Professor Neil Greenberg was in the Philippines this week, as part of an expert panel discussion on the subject of promoting safe shipping at sea.
The discussion was part of the Asia-Pacific Manning and Training Conference, held in Manila on 29 and 30 October 2013.
Professor Greenberg, academic, occupational and forensic psychiatrist and leading PTSD expert, spoke about methods and best practices to encourage a safety culture within shipping beyond mere compliance.
Using his vast experience in military and occupational mental health he talked about the impact of traumatic stress on shipping companies and also how psychological resilience training and education can help improve safety and employee wellbeing, including psychological monitoring options for employees in remote and difficult locations.

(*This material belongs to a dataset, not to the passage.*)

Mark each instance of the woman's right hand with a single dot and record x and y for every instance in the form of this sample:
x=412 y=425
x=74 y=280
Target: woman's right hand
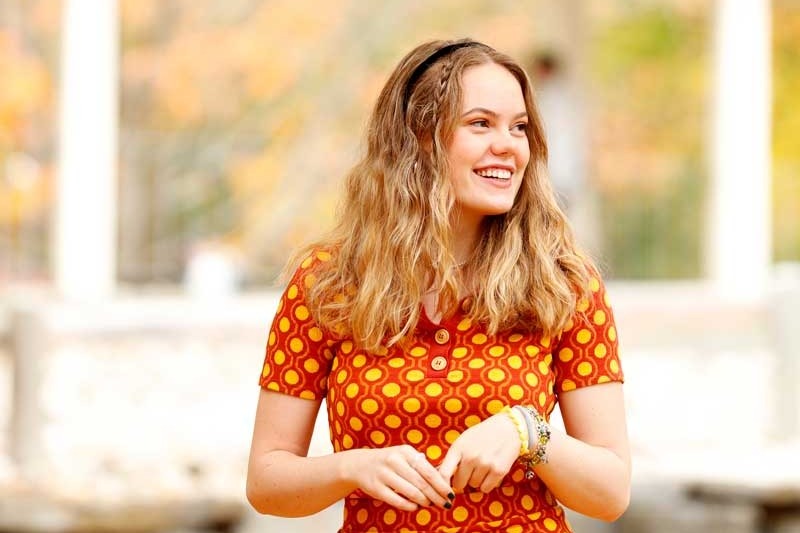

Professor Greenberg, who also runs psychological resilience consultancy, March on Stress, said: “Equipping mariners with the right psychologically focused skills and regular psychological monitoring can be effective methods of improving psychological resilience, detecting problems at an early stage, ensuring timely support and where necessary signposting to evidence based medical interventions.”
Professor Greenberg also spoke of peer-support systems, used extensively in both a military setting and by commercial organisations who typically place their employees ‘in harm’s way’, including in the maritime sector. He likened maritime contractors who spend vast periods of time away from the surrounds of home and family life to that of Armed Forces personnel.
He continued: “This type of working environment is where peer support systems can be particularly beneficial, where close-knit teams form in the confines of their shared experiences of being away from friends and family for long periods.
“And, while traumatic incidents such as serious fires, explosions and injuries are not commonplace at sea, nor can they be totally avoided. Over recent years threats such as kidnapping and terrorism or other hostilities have also emerged.
“Whilst only a minority of individuals who are exposed to traumatic incidents are likely to develop mental health problems, there is now an abundance of evidence which suggests that many people who do not become clinically “ill” do suffer with sufficient post incident mental health symptoms that their ability to function in the workplace is substantially impaired. Therefore, within safety critical environments, even relatively low levels of post traumatic symptoms are important to detect and manage.
Training staff to recognise symptoms of psychological distress, and for changes in behaviour in one another, is a proven effective method to detect signs of mental illness, often before it escalates into more significant mental health problems, including but not only PTSD.”